Crónica Histórica — A Rede que Venceu a Entropia

Em 1980, com computadores ICL 1500, modems e código em assembler, nasceu uma rede que ligou muitos bancos com as suas agências bancárias e sistemas centrais, a Força Aérea Portuguesa, e algumas outras organizações — fiável, resiliente e feita contra as limitações das linhas analógicas da época.

ICL 1500 (1980): A Rede Portuguesa "à Prova de Bala"

Por Francisco Gonçalves — Fragmentos do Caos

📜 Box de Factos
Plataforma: ICL 1500 (terminais/sistemas com cassete e versões com disco no centro)
Ano: 1980
Ligações: Modems analógicos (tipicamente 300–1200-2400 bps), com fall back, sobre linhas com ruído e quedas frequentes
Protocolo: Assembler e protocolos IBM e ICL adaptados para o efeito (framing, CRC, ARQ, janelas deslizantes, timeouts, reenvios)
Âmbito: Bancos (agências pelo pais e sede), Força Aérea Portuguesa, e Bases pelo país e outros clientes nacionais
Distintivo: Fiabilidade extrema em infra-estrutura rudimentar — software "à prova de bala"

A realidade das linhas: ruído, ecos, quedas

Os computadores centrais tinham hosts pouco dotados para comunicações. As linhas eram analógicas, com atenuação, ecos e picos de ruído. O que falhava no cobre foi compensado em engenharia de protocolo: o stack que escrevi, tornou o ICL 1500 num guardião paciente — "escutava cada banda e insistia em vencer a entropia".
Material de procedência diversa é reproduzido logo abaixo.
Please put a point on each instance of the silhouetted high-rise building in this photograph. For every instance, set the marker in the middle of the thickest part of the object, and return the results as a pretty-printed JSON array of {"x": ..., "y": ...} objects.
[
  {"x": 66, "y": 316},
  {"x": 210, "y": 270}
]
O coração do protocolo (feito à unha)

  • Framing robusto — cabeçalho com STX, tamanho, sequência; rodapé com ETX e CRC-16/BCC.
  • Blocos compactos — tipicamente 128–256 bytes por quadro, equilibrando latência/erro.
  • ARQ com janelas deslizantes — ACK/NAK e retransmissão seletiva em caso de erro.
  • Controlo de fluxo — XON/XOFF e RTS/CTS conforme o canal/porta.
  • Timeouts adaptativos & backoff — reenvio exponencial e line probing após queda.
  • Persistência transacionaljournaling local, confirmações fim-a-fim, idempotência.
  • Auto-recuperação — reconexão, re-negociação de velocidade, re-sincronização de sequência.
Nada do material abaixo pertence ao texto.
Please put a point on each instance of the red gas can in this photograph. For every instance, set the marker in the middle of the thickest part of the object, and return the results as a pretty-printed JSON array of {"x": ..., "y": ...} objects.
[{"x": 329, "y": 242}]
Como fluía a mensagem (alto nível)

enquanto houver_mensagens:
    bloco = ler_buffer()
    quadro = STX | LEN | SEQ | bloco | CRC | ETX
    enviar(quadro)
    aguardar(ACK, NAK, TIMEOUT)
    se ACK: gravar_confirmação_e_avançar()
    se NAK ou CRC_invalido: reenviar(SEQ)
    se TIMEOUT: backoff(); tentar_reconectar_se_preciso()
ao_final: enviar_FRAME_FIM(); fechar_sessão_com_log_integridade()
  

Do país inteiro ao sistema central

Nas agências bancárias, os ICL 1500 recolhiam dados de operações; na sede, um ICL 1500 com disco actuava como nó central/host. O software fazia store-and-forward, verificava integridade, eliminava duplicados e alimentava o mainframe. Na Força Aérea e noutros clientes, o mesmo rigor: tráfego vital a passar em segurança por linhas imperfeitas.

Métrica e confiança

Cada sessão gerava logs precisos: perdas, retransmissões, tempo por bloco, disponibilidade do circuito. Essa telemetria permitia diagnosticar rotas, escolher horários menos ruidosos e provar o SLA de uma era sem SLAs.

Legado

Antes de X.25 massificar, antes de TCP/IP chegar às empresas, já tinha construído uma rede fiável sobre o caos. A lição permanece: quando a infra falha, o protocolo certo — pensado com elegância e disciplina — transforma ruído em informação confiável.


"A entropia não desiste — mas a teimosia da boa engenharia também não."